Desperately out of touch with the American mainstream, Yglesias was born and raised in Manhattan and studied philosophy at Harvard where he was editor in chief of The Harvard Independent, a campus alternative weekly.

His latest writings can be found on the Matthew Yglesias blog.

Consolidation and Quality

By Matthew Yglesias
May 30 2008, 4:10 PM ET Comment

Robert McChesney and John Nichols write:

Recently we have seen an acceleration of the collapse of journalistic standards. Veteran reporters like Walter Cronkite are appalled by the mergermania that has swept the industry, diluting standards, dumbing down the news and gutting newsrooms. Rapid consolidation, evidenced most recently by the breakup of the once-venerable Knight-Ridder newspapers, the sale of the Tribune Company and its media properties and the swallowing of the Wall Street Journal by Murdoch's News Corp continues the steady replacement of civic and democratic values by commercial and entertainment priorities. But responsible journalists have less and less to say about newsroom agendas these days. The calls are being made by consultants and bean counters, who increasingly rely on official sources and talking-head pundits rather than newsgathering or serious debate.

The crisis is widespread, and it affects not just our policies but the politics that might improve them. There are two critical issues on which a free press must be skeptical of official statements, challenging to the powerful and rigorous in the search for truth. One of them is war--and in the case of the post-9/11 wars, our media have failed us miserably. (Even former White House press secretary Scott McClellan now acknowledges that the media were "complicit enablers" in the run-up to the Iraq invasion). The other issue is elections, when voters rely on media to provide them with what candidates, parties and interest groups often will not: a serious focus on issues that matter and on the responses of candidates to those issues. Instead, when the Democratic race was reaching its penultimate stage, the dominant story was a ridiculously overplayed discussion about Barack Obama's former minister. Before the critical Pennsylvania primary, studies show, the provocative Rev. Jeremiah Wright got more coverage than Obama's rival for the nomination, Hillary Clinton. And forget about issues--the most covered policy debate of the period, a ginned-up argument about whether to slash gas taxes for the summer, garnered only one-sixth as much attention as Wright.


I find these complaints about quality plausible, but the alleged connection of these problems to mergers and consolidation is hard for me to see. Preventing firms from assembling chains of newspapers (for example) wouldn't alleviate the declining revenue issues that are driving papers to cut their budgets. What preventing consolidation would do is make it difficult for newspaper firms to realize efficiencies (does every big city newspaper really need its own set of film and television critics? do the LA Times and Chicago Tribune need separate Washington bureaux?) that might let them still produce a decent product in the new economic climate.
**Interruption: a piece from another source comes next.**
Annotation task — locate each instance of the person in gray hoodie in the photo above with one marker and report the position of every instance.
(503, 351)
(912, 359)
What does seem true to me is that really excellent journalism is probably not compatible with strict adherence to a profit-maximizing imperative. It's not a coincidence that the most interesting newspapers and magazines in the United States tend to be run as private or family-controlled or non-profit enterprises, thus allowing managers to pursue ideals other than the pure pursuit of profit. That's long been the case and will presumably continue to be the case, and the issue is largely one of whether or not an adequate number of new people and families can be persuaded to step up, as some old players (like the Bancroft's) decide to abandon journalism.

But it's difficult for me to see how enhanced FCC scrutiny of proposed mergers is going to compel news organizations to become more substantive in their coverage. And it's very difficult for me to see how enhanced FCC scrutiny of proposed mergers is going to compel news organizations to become more skeptical of official claims. It seems to me that such scrutiny would make news organizations more inclined to shade their coverage in order to curry favor with the powers that be.